This code implements a traning-free 360 panorama generation pipeline via equirectangular projection and inpainting based on the 2025 Meta paper "A Recipe for Generating 3D Worlds From a Single Image".
This implementation follows the panorama generation method described in the paper. The approach uses a progressive inpainting strategy with equirectangular projection:
-
Equirectangular Projection: The input perspective image is first embedded into an equirectangular panorama by converting pixel coordinates to spherical coordinates (θ, φ) and then to equirectangular coordinates.
-
Progressive Inpainting: The method implements an "Anchored" synthesis strategy where:
- The input image is duplicated to the backside of the panorama to anchor the synthesis
- Separate prompts are generated for sky and ground regions using a vision-language model
- The synthesis begins with sky and ground generation to maximize global context
- The backside anchor is then removed and remaining regions are generated by rendering and outpainting perspective images
- Multiple overlapping perspective views are rendered (8 images with 85° FoV for middle region, 4 images each with 120° FoV for top/bottom)

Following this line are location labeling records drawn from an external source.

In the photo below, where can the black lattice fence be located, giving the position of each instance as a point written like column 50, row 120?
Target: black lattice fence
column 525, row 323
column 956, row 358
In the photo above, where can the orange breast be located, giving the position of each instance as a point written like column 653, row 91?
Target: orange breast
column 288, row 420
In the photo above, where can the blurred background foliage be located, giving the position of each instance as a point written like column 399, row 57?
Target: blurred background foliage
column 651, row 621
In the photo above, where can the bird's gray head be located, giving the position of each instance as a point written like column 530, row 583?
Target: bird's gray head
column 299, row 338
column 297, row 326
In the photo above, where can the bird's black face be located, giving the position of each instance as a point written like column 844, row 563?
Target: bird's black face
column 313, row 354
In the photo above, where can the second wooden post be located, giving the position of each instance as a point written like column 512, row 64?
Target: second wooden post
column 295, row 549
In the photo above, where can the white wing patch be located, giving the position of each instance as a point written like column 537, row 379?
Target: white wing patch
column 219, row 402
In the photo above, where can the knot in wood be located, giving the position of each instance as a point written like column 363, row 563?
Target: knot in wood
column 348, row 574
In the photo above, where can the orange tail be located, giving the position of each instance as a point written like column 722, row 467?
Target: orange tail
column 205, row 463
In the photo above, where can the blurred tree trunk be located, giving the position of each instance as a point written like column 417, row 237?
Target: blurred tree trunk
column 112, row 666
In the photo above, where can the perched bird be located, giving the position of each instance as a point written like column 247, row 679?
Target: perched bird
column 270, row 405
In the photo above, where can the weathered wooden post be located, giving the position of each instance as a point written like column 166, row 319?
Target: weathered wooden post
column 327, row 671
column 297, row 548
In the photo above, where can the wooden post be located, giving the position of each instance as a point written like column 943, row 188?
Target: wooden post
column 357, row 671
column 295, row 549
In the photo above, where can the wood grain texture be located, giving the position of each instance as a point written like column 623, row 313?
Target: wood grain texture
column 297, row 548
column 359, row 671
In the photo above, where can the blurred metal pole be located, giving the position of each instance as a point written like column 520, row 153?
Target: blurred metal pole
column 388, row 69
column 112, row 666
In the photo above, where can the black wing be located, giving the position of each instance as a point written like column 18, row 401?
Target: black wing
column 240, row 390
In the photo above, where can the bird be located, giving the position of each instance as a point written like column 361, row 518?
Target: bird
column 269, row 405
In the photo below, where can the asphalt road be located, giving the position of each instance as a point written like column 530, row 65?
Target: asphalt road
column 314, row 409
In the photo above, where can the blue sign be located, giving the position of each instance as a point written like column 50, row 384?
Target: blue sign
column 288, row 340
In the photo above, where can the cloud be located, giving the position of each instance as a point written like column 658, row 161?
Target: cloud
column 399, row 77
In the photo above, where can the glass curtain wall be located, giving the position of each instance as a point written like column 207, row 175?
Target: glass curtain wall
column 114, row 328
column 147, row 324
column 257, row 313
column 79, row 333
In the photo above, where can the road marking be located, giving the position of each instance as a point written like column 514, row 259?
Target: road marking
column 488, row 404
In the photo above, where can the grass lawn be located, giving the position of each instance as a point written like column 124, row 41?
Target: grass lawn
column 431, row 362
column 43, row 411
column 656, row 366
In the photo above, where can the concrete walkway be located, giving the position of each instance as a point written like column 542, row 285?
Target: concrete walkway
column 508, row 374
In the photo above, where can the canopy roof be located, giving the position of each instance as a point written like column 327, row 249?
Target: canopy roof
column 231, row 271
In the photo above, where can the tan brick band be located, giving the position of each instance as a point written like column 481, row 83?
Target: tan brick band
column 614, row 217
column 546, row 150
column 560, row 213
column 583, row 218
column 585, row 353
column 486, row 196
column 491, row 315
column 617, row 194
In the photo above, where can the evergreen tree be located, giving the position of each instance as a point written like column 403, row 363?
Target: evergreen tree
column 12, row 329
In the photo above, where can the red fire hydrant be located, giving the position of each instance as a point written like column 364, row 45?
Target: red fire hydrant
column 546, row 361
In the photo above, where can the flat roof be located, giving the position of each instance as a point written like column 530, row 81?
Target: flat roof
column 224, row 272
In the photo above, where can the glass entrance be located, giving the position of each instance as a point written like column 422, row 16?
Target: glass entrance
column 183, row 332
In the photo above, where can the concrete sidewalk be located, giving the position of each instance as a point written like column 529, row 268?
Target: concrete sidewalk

Figure: Anchored synthesis strategy showing the input image (center) duplicated to the backside, with numbered regions (1-4) indicating the progressive inpainting order.
-
Inpainting Network: Uses a ControlNet-based inpainting model conditioned on masked input images. The inpainting network is based on FLUX-Controlnet-Inpainting.
-
Refinement: Optionally, a partial denoising process is applied to improve image quality and ensure smooth transitions between inpainted regions.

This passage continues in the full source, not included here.